BLR1: Baseline restorer. Company advantage inventory.

theory of operation

BLR1 is a transconductance amplifier, its transconductance is about 17 ma/Volt,

very wide bandwidth. In operation, it amplifies the DC baseline component and the pulsed signal

a large part of the factor. Typically, after connecting the PIN 12 output to a low impedance,

The amplifier load is an internal 20kΩ resistor. Low Frequency Voltage Gain at Amplifier Output

is 17 ma / Volt x 20kΩ = 340. The amplified pulse is clipped by a pair of Schottky diodes to a

The amplitude is ±0.5 V, so it has little effect on the average output of the amplifier

Based on the augmented baseline. This output is then passed through a low-pass RC filter that forms

Add the first 10kΩ and the total capacitance (internal and external) from PIN 1 to ground. after filtering

The output is fed back to the input of the shaping amplifier chain so that the baseline of the output is zero.

Amplifier chain.

example

Assuming both the BLR1 and the amplifier chain have zero offset voltage, so in the absence of pulses,

The BLR1 output is zero because no correction is required. Now suppose a 1 μs pulse appears at the output

Zoom in at a rate of 105

/s. At the output of the BLR1 amplifier it will produce a 10% duty cycle

Periodic waveform with a peak amplitude of 0.5V. In order to bring the average value of this signal close to zero volts,

At this point the baseline must move down (0.5 V ÷ 9) = 56 mV. divide by the amplifier

With a gain of 340, the baseline shift we get at the input of BLR1 is only negative 160 μV. Summarized as follows:

0.5V (twn)

Baseline Offset = ———————————

?AV (1-twn)

where: tw = pulse width (near baseline)

n = pulse rate (cps)

?AV = BLR1 amplifier voltage gain (typically around 340)

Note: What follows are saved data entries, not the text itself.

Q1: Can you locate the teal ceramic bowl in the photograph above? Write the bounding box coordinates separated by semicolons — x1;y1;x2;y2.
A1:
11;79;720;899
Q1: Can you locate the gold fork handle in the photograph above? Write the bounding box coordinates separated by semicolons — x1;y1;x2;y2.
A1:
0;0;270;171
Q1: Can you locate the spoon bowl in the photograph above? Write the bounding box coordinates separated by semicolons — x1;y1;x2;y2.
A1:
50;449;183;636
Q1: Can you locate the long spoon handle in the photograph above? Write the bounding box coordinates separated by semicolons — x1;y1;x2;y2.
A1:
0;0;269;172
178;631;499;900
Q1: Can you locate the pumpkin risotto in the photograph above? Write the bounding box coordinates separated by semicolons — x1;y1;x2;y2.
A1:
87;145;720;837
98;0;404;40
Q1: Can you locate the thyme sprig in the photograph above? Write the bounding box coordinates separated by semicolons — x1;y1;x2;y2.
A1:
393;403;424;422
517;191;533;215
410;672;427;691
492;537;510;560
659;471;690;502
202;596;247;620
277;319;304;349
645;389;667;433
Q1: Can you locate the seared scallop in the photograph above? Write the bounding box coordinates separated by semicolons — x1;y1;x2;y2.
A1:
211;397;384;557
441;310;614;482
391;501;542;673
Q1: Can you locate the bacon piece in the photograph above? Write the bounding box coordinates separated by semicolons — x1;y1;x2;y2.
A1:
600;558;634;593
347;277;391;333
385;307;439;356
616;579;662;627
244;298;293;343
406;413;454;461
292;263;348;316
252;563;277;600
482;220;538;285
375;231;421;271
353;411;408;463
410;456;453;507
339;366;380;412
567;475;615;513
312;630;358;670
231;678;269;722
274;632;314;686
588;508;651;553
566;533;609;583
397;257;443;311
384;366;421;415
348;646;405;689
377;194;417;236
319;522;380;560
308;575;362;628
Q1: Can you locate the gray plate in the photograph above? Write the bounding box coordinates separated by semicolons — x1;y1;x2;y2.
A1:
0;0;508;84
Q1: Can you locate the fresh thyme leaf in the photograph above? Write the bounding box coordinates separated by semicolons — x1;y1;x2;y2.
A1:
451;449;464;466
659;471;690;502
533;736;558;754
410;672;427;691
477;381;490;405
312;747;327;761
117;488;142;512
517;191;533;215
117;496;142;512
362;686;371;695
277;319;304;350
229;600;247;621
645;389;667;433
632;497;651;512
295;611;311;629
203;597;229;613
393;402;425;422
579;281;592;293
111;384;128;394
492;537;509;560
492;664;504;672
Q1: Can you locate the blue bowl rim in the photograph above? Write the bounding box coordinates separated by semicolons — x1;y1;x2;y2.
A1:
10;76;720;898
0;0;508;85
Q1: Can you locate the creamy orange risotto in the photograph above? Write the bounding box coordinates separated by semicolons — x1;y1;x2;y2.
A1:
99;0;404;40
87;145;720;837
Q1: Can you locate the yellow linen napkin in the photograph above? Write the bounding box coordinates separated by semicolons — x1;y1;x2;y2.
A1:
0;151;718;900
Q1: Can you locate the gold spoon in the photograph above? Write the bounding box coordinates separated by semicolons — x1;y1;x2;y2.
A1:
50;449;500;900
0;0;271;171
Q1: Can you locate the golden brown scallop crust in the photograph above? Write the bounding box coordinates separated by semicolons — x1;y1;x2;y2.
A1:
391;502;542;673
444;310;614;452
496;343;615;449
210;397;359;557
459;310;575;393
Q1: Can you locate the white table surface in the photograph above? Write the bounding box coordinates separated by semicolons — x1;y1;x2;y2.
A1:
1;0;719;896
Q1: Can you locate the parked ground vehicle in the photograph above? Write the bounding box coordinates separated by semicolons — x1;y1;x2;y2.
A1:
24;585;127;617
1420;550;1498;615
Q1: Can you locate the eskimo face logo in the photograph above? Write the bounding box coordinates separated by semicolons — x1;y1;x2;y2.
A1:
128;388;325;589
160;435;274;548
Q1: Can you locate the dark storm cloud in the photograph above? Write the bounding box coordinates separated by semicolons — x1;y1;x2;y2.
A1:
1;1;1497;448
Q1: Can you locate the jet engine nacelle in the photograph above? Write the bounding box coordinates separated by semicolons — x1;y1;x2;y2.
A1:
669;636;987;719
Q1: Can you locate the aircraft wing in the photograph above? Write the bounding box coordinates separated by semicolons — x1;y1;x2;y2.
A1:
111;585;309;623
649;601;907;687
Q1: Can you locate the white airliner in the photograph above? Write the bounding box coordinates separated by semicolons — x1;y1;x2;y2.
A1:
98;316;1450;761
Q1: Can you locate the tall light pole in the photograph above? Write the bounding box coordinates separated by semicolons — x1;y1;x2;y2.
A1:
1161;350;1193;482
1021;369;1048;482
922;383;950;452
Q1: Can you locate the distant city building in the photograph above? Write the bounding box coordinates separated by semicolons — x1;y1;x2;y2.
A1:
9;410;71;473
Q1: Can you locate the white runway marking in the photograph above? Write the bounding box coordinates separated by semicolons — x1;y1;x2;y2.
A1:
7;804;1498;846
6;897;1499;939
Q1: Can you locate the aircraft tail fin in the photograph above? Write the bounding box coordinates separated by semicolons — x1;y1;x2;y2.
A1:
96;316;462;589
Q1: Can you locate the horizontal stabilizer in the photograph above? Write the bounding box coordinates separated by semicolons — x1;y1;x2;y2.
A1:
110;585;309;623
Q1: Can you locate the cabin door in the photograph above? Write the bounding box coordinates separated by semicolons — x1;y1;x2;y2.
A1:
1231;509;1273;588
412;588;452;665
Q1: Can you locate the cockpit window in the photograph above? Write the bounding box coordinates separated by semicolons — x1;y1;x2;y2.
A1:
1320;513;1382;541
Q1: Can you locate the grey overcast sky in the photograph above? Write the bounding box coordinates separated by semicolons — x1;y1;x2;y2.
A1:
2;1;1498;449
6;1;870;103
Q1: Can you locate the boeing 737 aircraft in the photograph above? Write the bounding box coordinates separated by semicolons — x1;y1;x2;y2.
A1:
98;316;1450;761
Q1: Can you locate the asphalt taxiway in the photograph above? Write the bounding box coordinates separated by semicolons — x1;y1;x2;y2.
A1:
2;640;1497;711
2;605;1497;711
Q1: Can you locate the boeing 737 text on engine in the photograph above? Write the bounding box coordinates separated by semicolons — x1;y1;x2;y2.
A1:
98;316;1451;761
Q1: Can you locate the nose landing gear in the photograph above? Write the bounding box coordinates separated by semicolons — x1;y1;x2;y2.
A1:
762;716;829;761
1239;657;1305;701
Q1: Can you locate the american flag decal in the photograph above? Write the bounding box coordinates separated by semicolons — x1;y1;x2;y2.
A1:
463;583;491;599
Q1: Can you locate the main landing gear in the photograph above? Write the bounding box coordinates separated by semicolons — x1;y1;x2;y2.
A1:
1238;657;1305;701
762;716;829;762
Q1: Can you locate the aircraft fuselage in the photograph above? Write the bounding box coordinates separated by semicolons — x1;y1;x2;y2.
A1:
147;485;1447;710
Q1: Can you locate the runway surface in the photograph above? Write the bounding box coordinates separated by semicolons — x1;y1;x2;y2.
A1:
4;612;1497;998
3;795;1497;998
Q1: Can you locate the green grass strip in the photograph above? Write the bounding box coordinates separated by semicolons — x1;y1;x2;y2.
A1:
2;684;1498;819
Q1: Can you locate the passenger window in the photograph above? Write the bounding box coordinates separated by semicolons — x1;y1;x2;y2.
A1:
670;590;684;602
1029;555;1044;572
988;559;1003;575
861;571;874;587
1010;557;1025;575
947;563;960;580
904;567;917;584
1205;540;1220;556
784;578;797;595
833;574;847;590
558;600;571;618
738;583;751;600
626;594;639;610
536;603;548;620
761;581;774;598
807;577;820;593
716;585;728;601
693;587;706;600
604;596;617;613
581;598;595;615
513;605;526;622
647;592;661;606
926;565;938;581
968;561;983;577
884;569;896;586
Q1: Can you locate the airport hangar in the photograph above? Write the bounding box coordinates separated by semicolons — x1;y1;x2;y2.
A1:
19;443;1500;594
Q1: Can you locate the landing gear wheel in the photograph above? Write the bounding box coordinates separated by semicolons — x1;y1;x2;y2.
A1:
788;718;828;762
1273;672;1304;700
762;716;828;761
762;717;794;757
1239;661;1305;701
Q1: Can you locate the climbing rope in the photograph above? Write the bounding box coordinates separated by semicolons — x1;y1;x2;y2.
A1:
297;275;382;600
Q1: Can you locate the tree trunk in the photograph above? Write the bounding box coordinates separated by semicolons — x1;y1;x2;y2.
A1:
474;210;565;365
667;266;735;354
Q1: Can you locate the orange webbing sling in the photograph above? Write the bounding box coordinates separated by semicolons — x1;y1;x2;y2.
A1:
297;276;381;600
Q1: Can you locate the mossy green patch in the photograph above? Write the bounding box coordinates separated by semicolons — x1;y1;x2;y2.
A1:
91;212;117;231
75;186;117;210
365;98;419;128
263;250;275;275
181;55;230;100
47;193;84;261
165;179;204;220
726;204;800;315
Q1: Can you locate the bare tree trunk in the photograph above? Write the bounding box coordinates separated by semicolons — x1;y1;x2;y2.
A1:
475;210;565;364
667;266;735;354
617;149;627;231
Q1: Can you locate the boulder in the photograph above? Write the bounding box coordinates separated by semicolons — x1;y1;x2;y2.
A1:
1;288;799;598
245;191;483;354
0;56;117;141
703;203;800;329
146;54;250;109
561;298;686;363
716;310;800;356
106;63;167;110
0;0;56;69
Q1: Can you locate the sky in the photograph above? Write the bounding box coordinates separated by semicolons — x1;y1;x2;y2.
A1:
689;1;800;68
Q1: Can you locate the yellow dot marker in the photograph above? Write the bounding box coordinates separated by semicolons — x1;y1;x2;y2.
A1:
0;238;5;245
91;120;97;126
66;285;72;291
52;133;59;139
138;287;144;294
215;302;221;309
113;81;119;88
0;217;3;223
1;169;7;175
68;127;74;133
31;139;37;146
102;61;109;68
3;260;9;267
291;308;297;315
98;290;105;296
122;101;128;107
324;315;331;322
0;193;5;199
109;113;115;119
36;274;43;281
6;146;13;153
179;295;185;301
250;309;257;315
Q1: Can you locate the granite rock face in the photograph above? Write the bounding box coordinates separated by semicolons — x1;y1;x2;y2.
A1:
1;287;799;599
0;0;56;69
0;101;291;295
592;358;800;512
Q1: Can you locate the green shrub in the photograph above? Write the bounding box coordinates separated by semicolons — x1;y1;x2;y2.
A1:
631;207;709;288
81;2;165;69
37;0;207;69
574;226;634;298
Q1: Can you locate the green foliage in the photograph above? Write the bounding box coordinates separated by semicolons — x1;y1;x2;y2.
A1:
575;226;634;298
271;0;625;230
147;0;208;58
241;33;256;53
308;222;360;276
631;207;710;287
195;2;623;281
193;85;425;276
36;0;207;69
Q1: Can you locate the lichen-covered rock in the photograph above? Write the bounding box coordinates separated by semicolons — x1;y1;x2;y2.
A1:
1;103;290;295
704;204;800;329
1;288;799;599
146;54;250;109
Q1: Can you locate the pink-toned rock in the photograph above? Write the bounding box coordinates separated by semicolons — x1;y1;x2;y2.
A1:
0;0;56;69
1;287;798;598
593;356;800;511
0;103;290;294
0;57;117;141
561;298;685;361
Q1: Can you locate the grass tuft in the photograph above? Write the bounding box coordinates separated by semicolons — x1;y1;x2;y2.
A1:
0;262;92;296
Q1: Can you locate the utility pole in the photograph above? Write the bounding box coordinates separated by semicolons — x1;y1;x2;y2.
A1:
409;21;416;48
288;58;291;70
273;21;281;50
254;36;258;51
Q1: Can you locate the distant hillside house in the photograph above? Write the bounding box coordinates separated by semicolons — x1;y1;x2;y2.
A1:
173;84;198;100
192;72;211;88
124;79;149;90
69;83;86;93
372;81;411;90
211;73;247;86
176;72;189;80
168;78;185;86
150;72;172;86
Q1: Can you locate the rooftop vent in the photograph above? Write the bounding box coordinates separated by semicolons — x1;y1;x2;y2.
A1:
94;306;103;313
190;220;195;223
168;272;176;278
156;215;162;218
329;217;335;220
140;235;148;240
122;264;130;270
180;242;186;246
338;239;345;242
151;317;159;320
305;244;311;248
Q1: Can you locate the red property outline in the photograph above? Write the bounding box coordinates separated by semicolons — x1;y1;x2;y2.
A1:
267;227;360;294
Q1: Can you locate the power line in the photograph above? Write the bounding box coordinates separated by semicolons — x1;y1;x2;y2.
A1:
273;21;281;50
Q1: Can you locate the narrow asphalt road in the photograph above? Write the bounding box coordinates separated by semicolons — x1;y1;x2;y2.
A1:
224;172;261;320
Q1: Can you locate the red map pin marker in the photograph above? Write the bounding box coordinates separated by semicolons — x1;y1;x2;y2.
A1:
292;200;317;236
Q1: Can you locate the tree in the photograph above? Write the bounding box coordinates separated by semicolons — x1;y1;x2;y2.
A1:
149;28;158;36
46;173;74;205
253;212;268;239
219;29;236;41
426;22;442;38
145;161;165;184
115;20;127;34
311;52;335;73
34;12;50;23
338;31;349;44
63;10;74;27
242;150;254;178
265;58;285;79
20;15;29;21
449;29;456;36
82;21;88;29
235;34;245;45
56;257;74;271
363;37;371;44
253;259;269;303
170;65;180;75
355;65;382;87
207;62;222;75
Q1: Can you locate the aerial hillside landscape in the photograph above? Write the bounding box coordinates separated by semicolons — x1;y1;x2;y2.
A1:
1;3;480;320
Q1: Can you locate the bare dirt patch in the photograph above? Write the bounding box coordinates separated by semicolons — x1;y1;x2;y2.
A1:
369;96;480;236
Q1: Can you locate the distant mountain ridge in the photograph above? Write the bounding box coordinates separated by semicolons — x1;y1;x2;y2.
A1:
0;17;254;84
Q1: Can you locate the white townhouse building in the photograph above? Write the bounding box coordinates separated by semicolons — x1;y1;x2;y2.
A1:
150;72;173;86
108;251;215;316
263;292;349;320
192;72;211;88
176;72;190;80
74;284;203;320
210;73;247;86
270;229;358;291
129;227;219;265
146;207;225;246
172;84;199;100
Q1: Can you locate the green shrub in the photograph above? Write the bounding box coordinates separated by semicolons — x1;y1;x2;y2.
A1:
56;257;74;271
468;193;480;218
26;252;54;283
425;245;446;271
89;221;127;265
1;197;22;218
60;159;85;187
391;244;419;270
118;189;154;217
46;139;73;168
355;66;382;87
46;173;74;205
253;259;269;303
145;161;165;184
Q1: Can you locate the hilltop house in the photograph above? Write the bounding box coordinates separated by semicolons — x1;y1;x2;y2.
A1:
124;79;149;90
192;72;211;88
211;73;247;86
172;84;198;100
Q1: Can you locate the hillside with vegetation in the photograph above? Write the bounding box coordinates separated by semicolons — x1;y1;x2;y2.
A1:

Note that when the duty cycle reaches 50%, the baseline shift of the BLR1 amplifier output

will reach -0.5 V, at which point there will be negative clipping and the baseline will no longer

Keep. Think of it as BLR "saturated".

The above example is an ideal situation. In practice, there are several complicating factors

Must consider:

?1) There is no single pulse width, since the effective width depends on the amplitude,

Larger pulses appear to be wider. Therefore, the pulse height spectrum affects

Saturation count rate.

2) Statistical changes in count rate will affect the baseline shift.

3) Noise is also amplified by the BLR1 amplifier and appears at the output. generally,

This noise should be well below the clipping voltage. However, at high count rates,

The baseline is close to the negative clipping level, the negative noise peaks will be clipped,

This will cause the baseline to start shifting sooner than ideal. use one

A long low-pass time constant minimizes these effects, but at the expense of slower recovery

Saturation should occur.

Since saturation depends on duty cycle, use shorter peak times or pulse widths in shaping

The amplifier will proportionally increase the saturation count rate. However, the peak hours are too short,

Will increase the overall noise of the system.